ATel #8832; Adrian B. Lucy, J. L. Sokoloski (Columbia), U. Munari (INAF Padova), N. P. M. Kuin (UCL MSSL, Swift), M. J. Darnley (LJMU), G. J. M. Luna (IAFE), C. Knigge (Southampton), P. Valisa, A. Milani (ANS)
on 17 Mar 2016; 00:54 UT
Credential Certification: Jennifer L. Sokoloski (jeno@astro.columbia.edu)

Subjects: Optical, Ultra-Violet, X-ray, Binary, Cataclysmic Variable, Star, Variables

Referred to by ATel #: 8957

The symbiotic star MWC 560 = V694 Mon, which is believed to usually drive a jet along the line of sight (e.g., Schmid et al. 2001), is undergoing a sustained outburst (ATel #8653) rivaling its previous brightest outburst of 1990 (Tomov et al. 1990, Leibowitz and Formiggini 2015). We present initial results from a multi-wavelength observational campaign, including evidence for dramatic enhancement in the soft (<2 keV) X-rays.
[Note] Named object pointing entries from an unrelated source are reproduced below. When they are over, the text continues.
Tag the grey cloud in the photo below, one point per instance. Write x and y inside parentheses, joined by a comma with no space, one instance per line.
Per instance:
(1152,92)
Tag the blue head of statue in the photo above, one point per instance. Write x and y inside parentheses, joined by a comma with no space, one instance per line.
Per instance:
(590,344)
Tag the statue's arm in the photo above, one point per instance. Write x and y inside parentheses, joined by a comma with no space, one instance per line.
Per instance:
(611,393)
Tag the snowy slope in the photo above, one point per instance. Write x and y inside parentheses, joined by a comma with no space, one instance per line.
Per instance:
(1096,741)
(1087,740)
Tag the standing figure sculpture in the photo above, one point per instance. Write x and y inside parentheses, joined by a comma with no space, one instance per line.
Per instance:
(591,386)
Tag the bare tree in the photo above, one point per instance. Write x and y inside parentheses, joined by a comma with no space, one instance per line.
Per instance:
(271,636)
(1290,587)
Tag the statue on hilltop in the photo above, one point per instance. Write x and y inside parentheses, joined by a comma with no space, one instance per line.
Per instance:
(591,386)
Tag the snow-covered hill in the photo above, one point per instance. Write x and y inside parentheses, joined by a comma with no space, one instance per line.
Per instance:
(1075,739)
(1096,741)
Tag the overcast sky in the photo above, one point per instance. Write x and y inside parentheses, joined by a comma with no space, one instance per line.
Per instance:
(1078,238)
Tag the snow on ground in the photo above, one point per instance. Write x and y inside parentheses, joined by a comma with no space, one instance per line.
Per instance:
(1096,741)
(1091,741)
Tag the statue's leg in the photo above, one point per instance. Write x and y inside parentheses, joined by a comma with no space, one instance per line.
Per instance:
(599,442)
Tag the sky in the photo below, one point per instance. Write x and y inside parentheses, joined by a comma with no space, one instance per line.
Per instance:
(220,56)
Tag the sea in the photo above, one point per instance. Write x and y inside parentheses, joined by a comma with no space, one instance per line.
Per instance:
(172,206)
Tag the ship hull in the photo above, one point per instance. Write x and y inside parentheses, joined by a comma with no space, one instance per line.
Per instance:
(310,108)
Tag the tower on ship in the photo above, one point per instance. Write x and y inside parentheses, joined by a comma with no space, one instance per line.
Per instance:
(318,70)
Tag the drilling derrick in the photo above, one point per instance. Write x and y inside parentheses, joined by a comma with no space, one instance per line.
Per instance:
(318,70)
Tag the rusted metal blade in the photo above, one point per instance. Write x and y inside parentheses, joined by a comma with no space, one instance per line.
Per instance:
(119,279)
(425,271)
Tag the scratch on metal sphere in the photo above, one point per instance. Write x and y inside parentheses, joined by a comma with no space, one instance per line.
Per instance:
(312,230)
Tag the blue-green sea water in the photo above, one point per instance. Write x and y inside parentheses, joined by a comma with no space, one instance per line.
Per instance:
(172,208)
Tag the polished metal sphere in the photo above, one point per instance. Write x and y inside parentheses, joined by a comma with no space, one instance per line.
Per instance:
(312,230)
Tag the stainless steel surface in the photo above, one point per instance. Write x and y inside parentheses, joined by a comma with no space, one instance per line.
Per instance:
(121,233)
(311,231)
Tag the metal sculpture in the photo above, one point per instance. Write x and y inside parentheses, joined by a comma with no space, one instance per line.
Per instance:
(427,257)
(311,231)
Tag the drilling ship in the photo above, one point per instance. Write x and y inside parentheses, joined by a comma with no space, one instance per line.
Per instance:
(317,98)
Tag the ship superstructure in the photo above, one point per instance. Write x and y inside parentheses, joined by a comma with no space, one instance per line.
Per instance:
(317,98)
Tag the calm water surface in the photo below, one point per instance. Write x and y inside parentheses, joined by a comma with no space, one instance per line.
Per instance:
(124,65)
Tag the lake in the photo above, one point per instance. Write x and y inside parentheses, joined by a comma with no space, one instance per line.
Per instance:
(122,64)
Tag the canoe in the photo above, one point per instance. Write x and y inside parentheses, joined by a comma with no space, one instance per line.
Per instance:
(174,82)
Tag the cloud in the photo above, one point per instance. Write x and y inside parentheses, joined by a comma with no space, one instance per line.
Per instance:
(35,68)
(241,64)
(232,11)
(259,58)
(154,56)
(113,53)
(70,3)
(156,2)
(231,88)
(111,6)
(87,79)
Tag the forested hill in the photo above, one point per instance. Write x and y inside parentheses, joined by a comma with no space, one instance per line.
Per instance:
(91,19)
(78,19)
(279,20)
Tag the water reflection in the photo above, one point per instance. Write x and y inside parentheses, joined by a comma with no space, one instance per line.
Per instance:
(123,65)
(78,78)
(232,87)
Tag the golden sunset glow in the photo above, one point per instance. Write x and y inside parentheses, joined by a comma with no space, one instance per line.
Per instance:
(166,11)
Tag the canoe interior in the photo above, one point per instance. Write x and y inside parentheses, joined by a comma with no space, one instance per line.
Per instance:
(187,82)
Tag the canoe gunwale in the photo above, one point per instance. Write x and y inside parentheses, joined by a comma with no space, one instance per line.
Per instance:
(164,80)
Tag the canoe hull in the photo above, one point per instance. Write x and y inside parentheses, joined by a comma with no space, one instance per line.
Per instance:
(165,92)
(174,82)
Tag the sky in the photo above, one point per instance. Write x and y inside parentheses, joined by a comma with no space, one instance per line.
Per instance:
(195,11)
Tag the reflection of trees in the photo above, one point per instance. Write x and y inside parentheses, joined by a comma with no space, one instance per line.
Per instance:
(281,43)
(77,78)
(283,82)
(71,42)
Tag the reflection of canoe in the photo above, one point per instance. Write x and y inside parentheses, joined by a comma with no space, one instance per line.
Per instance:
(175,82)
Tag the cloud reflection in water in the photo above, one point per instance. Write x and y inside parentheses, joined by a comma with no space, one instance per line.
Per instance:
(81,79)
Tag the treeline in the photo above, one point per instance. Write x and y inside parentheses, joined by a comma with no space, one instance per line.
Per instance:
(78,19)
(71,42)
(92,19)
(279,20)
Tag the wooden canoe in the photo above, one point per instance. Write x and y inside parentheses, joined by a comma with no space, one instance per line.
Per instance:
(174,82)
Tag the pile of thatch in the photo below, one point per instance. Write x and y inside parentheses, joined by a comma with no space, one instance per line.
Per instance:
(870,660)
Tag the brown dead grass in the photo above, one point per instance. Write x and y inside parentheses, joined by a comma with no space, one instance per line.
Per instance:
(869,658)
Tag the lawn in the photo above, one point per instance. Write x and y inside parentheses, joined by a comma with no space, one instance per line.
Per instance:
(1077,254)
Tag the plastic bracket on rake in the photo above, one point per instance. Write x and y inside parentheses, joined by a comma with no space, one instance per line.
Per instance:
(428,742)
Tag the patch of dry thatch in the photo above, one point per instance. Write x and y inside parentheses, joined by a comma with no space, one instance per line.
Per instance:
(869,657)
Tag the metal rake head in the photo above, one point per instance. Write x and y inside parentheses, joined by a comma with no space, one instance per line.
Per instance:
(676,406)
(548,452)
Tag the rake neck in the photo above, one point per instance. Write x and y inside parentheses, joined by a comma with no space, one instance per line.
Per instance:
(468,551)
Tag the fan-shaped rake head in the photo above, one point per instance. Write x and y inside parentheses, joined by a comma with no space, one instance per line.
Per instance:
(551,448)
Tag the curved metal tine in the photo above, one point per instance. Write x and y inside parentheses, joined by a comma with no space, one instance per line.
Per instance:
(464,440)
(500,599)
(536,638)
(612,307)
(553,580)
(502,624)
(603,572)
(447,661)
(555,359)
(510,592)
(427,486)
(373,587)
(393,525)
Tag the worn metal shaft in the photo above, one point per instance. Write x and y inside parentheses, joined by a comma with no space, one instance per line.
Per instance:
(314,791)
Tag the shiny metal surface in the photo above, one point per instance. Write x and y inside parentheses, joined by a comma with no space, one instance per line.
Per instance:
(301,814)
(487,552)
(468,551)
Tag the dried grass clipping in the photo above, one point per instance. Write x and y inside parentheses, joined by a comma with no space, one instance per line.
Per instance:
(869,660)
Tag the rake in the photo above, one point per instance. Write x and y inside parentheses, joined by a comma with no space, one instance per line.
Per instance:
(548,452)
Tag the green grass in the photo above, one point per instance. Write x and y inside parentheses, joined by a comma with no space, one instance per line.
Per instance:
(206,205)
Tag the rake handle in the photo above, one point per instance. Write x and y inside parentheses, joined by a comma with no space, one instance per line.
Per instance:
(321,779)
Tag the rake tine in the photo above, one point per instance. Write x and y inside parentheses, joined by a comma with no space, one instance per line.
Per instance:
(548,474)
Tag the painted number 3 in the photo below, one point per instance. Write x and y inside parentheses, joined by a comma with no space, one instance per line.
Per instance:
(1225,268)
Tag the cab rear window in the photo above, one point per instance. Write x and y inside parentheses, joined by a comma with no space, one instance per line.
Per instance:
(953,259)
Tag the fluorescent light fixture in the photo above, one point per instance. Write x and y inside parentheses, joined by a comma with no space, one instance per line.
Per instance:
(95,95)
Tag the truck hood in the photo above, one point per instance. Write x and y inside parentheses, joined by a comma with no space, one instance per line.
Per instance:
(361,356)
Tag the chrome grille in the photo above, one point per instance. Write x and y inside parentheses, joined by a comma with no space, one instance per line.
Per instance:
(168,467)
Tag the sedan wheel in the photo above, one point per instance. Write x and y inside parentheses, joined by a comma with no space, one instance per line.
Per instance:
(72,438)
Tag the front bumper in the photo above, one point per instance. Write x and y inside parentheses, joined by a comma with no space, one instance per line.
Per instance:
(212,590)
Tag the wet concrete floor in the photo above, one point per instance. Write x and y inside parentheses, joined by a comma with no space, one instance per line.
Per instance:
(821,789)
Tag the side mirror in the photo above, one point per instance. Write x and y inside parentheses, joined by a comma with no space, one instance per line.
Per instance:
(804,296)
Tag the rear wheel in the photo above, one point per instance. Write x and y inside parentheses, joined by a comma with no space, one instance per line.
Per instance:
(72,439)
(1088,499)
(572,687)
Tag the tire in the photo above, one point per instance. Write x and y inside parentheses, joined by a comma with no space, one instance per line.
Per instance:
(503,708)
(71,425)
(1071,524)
Chandra observed the system for 24.76 ks on Mar. 8.285 and 24.76 ks on UT Mar. 9.079, detecting 5.1E-3 +/- 0.3E-3 counts/second. Preliminary models require at least two distinct spectral components, which we fit with absorbed, optically thin thermal plasmas (wabs*apec XSPEC models): a strong soft component with kT= 0.15-0.3 keV (1-sigma + systematic uncertainty confidence intervals) absorbed by a hydrogen column nH=0.35-0.8 E22cm^-2 (unabsorbed 0.1-15 keV flux = 2.3-8.9 E-13erg/cm^2/s, unabsorbed 0.1-15 keV luminosity = 1.7-6.7 E32erg/s [d/2.5 kpc]^2), and a hard component (see below for details; unabsorbed flux = 0.6-3.4 E-13erg/cm^2/s, unabsorbed luminosity = 0.45-2.5 E32erg/s [d/2.5 kpc]^2).

A 2007 Sept. 27 XMM spectrum obtained by Stute & Sahai (2009) showed a strong hard X-ray component, likely from the accretion disk boundary layer, and a weak soft X-ray component that they contend was from a jet shock. Our soft component shows a temperature and absorbing column consistent with 2007, but its unabsorbed flux has been enhanced by a factor between 6 and 25.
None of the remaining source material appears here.